Motivation, Research & Group Life

We have proposed and demonstrated how to tame diradicals and Moebius-cumulenes with carbenes for application in singlet-fission, alleged technology of future solar cells with unrivaled quantum efficience, and two-photon absorption, key  for biomedical imaging and signal transmission. Similarly, we explored what renders carbene-radicals (i) persistent toward disproportionation and (ii) generally thermodynamically stable.  Current work is dedicated to both areas as well as rendering organic radicals, commonly highly air-sensitive, sufficiently stable for practical applications.
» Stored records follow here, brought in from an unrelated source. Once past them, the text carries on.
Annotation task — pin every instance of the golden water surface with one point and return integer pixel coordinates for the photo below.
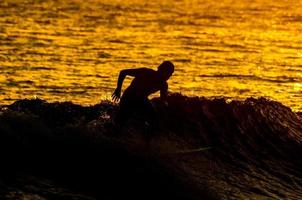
(72, 50)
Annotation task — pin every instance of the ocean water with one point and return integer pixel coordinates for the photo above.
(73, 50)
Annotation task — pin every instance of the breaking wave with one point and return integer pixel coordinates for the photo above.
(200, 149)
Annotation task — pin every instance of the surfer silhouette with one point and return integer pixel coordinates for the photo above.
(135, 98)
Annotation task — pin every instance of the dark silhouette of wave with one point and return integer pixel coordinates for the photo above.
(200, 149)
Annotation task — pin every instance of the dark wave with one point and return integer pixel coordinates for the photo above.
(200, 149)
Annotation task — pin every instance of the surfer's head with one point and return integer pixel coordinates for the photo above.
(166, 69)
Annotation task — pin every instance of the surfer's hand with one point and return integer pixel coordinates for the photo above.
(116, 94)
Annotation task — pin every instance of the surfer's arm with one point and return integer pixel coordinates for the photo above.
(123, 73)
(164, 93)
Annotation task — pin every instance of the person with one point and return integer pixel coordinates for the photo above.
(135, 98)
In a side project, we have discovered bright luminescent complexes of s-block (!) metals.  Joint-work with the Bertrand group presented the first isolable secondary C-radical.

We have a long-standing interest in the mechanistic intricacies of late transition metal catalysis.  Using a large variety of physical-organic and physical-inorganic techniques, we have shown how Pd(0) complexes may oxidatively add amines, alcohols, CC bonds, and water, previously though to be unfeasible.  Our findings suggest how to achieve additive-free and thus "green" cross-coupling catalysis. We furthermore propose anti-Dewar-Chatt-Duncanson umpolung by palladium(0) for Lewis-base activation of olefins, arenes and organic carbonyls and demonstrated for catalytic CF/CH bond metathesis.
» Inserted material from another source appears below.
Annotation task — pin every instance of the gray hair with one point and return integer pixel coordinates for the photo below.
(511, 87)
We have a long-standing interest in multiple-bonding “beyond the oxo-wall” and corresponding unusual electronic structures such as vicinal zwitterions, which allows for the swift activation of strong bonds in redox-catalysis.  Thereby, we have proposed that charge-separation, viz. zwitterionic character, in π-systems is a general motif for molecules which activate strong bonds.  We thereby presented the first examples for palladium imides and singlet nitrenes.  Recently, we have direct our attention toward anionic terminal imides of gold(I) and free nitrenes. Further contributions with the Meyer-group include iron- and  cobalt terminal imido complexes as well as nitrenes, and even an iron(VII) (yes, VII!) nitrido-complex.  

We presented a new approach toward synthesizing electron-precise and zerovalent nanoclusters stabilized by bridging phosphinidene ligands.  Current work aims at high-spin congeners, their embedment into metal-organic frameworks, as well as corresponding nanowires (joint work with T. Kraus @INM).

We presented the for the first time a persistent (in the cold) triplet carbene, stabilized by a Pb(II) substituent.  Accordingly, we contributed to the first report of a bis-oxidized singlet-carbene by the Bertrand group.  Currently, we are super-excited about bond activation with Lewis super-acidic Phosporus-based radicals.

We have been involved in the computational analysis of various molecules with intriguing electronic properties.  This includes, among others, an iron(VII) nitride, homoleptic "chiral" uranium complexes, open-shell alkyne complexes of the 3d metals, molybdenum and tungsten silylidynes and their dimers, P₄ activation by silyl stannylenes, molybdenum imido complexes, iron cyclopentadienyl complexes in unusual oxidation states, and  aluminium(I) species for Fischer-Tropsch chemistry.